As any fan of the TV series “Sherlock” or “Dexter” knows, a lack of empathy is a hallmark of psychopathy.

However, as researchers Jean Decety, Laurie R. Skelly and Kent A. Kiehl explain in their study published in the Journal of the American Medical Association, the neural processes associated with empathetic processing have not been directly examined in the mental condition, especially in regards to perceiving others’ pain and distress.

That is, until now.

In a case-control study, 80 incarcerated men classified on the Hare Psychopathy Checklist-Revised as having high, medium or low levels of psychopathy were scanned on the grounds of a correctional facility using the Mind Research Network’s mobile 1.50-T magnetic resonance imaging system.

The participants were shown depictions of people being harmed as well as facial expressions of pain while the researchers measured their brain activation patterns.

What they found was telling.

“In response to pain and distress cues expressed by others, individuals with psychopathy exhibit deficits in the ventromedial prefrontal cortex and orbitofrontal cortex regardless of stimulus type and display selective impairment in processing facial cues of distress in regions associated with cognitive mentalizing,” the researchers wrote.

Knowing this, the team said, can only help to better inform intervention programs.

The study, while the first to examine the difference in brain activation in relation to empathy, is not the first to examine the difference between psychopathic and non-psychopathic brains.

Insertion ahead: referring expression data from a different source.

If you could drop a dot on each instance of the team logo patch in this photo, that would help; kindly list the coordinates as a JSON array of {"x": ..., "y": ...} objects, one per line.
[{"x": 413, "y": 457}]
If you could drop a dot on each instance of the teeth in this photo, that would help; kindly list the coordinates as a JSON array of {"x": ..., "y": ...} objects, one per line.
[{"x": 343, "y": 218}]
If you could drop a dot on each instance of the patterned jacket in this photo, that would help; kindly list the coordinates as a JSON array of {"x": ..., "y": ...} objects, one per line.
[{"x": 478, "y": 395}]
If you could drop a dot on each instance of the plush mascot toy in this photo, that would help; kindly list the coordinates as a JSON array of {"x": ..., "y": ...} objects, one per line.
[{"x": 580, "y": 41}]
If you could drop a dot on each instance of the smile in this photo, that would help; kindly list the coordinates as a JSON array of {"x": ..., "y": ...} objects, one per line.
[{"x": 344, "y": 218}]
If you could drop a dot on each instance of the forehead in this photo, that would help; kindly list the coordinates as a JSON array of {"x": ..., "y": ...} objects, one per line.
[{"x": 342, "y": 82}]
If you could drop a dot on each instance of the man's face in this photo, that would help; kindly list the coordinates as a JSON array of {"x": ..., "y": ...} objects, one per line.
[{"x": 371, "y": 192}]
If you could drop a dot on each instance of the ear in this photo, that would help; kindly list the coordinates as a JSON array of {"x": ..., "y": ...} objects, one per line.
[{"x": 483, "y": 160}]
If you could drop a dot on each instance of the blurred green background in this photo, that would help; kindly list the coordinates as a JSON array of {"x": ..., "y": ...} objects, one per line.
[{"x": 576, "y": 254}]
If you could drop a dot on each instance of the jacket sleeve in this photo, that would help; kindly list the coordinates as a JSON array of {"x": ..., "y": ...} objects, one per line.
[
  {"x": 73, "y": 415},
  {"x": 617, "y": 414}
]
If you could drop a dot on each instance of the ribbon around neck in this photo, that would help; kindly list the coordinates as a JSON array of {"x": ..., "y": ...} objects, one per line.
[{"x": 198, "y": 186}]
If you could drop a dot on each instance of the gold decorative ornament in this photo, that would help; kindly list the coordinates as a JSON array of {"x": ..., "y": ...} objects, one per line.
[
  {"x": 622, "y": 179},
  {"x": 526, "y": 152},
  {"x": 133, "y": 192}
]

Last year, researchers based at King’s College London’s Institute of Psychiatry found that psychopathic individuals actually had less grey matter in the areas of the brain important for understanding other peoples’ emotions.

This distinguishing characteristic, Essi Viding, a professor in psychology and language at University College London, told Reuters, offers “weighty new evidence” as to the importance of distinguishing psychopathic and non-psychopathic individuals from one another, especially in terms of prosecution within the justice system as it raises the strength of the former’s group claim on insanity.